10 March 2009

situational

Today I had a moment of profound clarity regarding my present place in time and space: I went to pick up my chest x-ray at the hospital with one of the best views of the Nile I know. I decided to walk back, although the “sidewalk,” if you can call it that, is adjacent to a highway with barely a raised platform to indicate separation. As I strolled along the highway/Corniche, cars whizzing past but not distracting me from my daily amazement at the beauty of the greenery that dots the small islands in the Nile at this particular point of the river, it then occurred to me—it nearly knocked me down with the realization— that I live in Cairo, Egypt. Another country. 8,000 miles away from everyone I love. but one. I suddenly saw myself as someone who lives in a different country from where I was reared, the borders between which resides nearly everything that is important to me. As I write this I realize how trite this might sound, how basic. I mean, duh, I live in another country and have for one year, nine months and counting. But it was the way I understood the distance at that moment along the Corniche: it was as if I, all at the same time, imagined/felt/thought I understood the perspectives and opinions of many people in my life. It was as if conversations, however small, that might involve my name or my doings came crashing into my headspace. I could hear, most prominently, my mom bragging about how her daughter lives in Cairo; yes, that’s in Egypt, she says proudly.

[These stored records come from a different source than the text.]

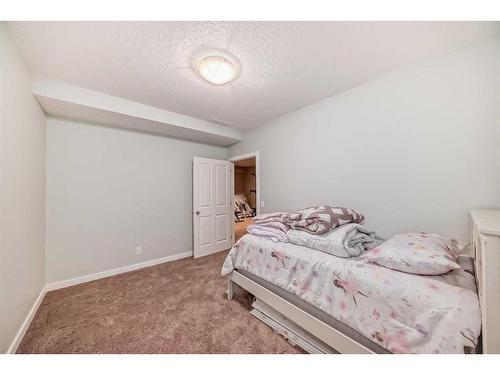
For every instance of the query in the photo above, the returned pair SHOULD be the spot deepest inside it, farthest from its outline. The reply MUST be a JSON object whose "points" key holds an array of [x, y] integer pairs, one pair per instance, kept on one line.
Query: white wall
{"points": [[22, 193], [414, 150], [111, 190]]}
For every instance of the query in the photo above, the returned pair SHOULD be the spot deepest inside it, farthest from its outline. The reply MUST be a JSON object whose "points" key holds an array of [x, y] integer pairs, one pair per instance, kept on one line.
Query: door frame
{"points": [[250, 155]]}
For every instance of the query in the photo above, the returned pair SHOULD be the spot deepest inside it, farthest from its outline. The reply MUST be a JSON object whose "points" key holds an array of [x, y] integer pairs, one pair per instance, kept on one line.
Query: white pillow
{"points": [[417, 253]]}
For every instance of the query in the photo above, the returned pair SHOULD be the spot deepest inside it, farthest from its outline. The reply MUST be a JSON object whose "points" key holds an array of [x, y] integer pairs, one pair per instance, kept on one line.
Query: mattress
{"points": [[385, 310]]}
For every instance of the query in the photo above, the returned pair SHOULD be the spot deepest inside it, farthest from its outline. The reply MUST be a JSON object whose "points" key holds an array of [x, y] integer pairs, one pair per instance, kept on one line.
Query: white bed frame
{"points": [[485, 252]]}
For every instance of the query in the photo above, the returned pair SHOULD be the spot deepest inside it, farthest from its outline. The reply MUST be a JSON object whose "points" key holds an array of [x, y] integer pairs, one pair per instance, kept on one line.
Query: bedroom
{"points": [[312, 187]]}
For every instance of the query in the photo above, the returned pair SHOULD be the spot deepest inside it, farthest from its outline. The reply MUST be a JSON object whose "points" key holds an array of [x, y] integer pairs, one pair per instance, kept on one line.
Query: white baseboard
{"points": [[83, 279], [24, 327], [115, 271]]}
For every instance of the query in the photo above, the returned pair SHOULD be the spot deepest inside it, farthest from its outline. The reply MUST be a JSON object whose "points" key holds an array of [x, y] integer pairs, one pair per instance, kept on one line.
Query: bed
{"points": [[358, 307]]}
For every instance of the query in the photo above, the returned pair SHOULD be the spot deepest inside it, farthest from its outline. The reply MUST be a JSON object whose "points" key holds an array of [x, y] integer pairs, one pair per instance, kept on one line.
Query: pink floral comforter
{"points": [[401, 312]]}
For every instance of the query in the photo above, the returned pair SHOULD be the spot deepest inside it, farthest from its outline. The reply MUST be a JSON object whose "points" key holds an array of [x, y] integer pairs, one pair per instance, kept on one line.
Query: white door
{"points": [[212, 205]]}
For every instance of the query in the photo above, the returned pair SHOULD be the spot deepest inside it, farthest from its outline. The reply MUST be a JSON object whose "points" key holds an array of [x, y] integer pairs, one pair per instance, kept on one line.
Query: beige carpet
{"points": [[176, 307]]}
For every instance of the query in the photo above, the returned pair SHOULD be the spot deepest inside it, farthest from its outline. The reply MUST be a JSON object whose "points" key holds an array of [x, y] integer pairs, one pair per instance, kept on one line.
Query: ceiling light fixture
{"points": [[216, 67]]}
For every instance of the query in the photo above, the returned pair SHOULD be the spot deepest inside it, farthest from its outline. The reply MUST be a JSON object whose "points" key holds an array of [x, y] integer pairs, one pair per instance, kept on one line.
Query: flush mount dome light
{"points": [[216, 67]]}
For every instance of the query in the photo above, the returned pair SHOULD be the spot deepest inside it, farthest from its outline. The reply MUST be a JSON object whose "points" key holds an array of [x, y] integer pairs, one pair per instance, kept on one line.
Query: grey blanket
{"points": [[321, 219], [348, 240]]}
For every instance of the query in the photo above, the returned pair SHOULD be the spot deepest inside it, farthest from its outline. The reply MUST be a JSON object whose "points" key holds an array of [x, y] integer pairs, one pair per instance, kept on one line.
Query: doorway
{"points": [[246, 192]]}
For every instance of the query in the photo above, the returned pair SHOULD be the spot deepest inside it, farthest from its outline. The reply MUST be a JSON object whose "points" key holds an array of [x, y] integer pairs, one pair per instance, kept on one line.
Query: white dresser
{"points": [[485, 249]]}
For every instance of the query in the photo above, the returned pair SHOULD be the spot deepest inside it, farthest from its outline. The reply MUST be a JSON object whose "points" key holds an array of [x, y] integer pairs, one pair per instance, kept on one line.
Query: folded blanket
{"points": [[321, 219], [273, 224], [277, 216], [273, 234], [349, 240]]}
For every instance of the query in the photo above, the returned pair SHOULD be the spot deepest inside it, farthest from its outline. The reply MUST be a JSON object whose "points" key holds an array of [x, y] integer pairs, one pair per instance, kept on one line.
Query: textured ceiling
{"points": [[285, 65]]}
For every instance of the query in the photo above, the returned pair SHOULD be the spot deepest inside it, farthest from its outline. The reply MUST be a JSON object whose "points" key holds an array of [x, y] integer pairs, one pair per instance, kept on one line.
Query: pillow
{"points": [[417, 253]]}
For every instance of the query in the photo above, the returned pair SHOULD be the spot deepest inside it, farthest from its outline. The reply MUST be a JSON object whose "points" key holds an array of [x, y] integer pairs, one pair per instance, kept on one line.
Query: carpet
{"points": [[175, 307]]}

I could imagine my dad shaking his head in the certain way that he does, slightly lowered, glasses crooked—by necessity as they attempt to balance upon his nose long ago broken during the days when he really believed he would be a major league baseball player—saying that yes “Rebecca lives in Cairo but I’m none too happy about it,” perhaps then recounting the news of the bombing that occurred last week at a major tourist site downtown. I imagined Hans standing around his BBQ in his backyard that he shares with Laura and his other roommates, tongs in hand, veggie meat on the grill, our longtime mutual friends and others gathered round, talking about the video link I sent him the other day about the class bifurcation in this here city. With more effort I can see Kate casually mentioning my name when she is in the Cobble Hill Park on one of her BoCoCa parents’ group outings, saying perhaps that I picked up the shirt enveloping Gus in Bangladesh or some other faraway place, maybe even here.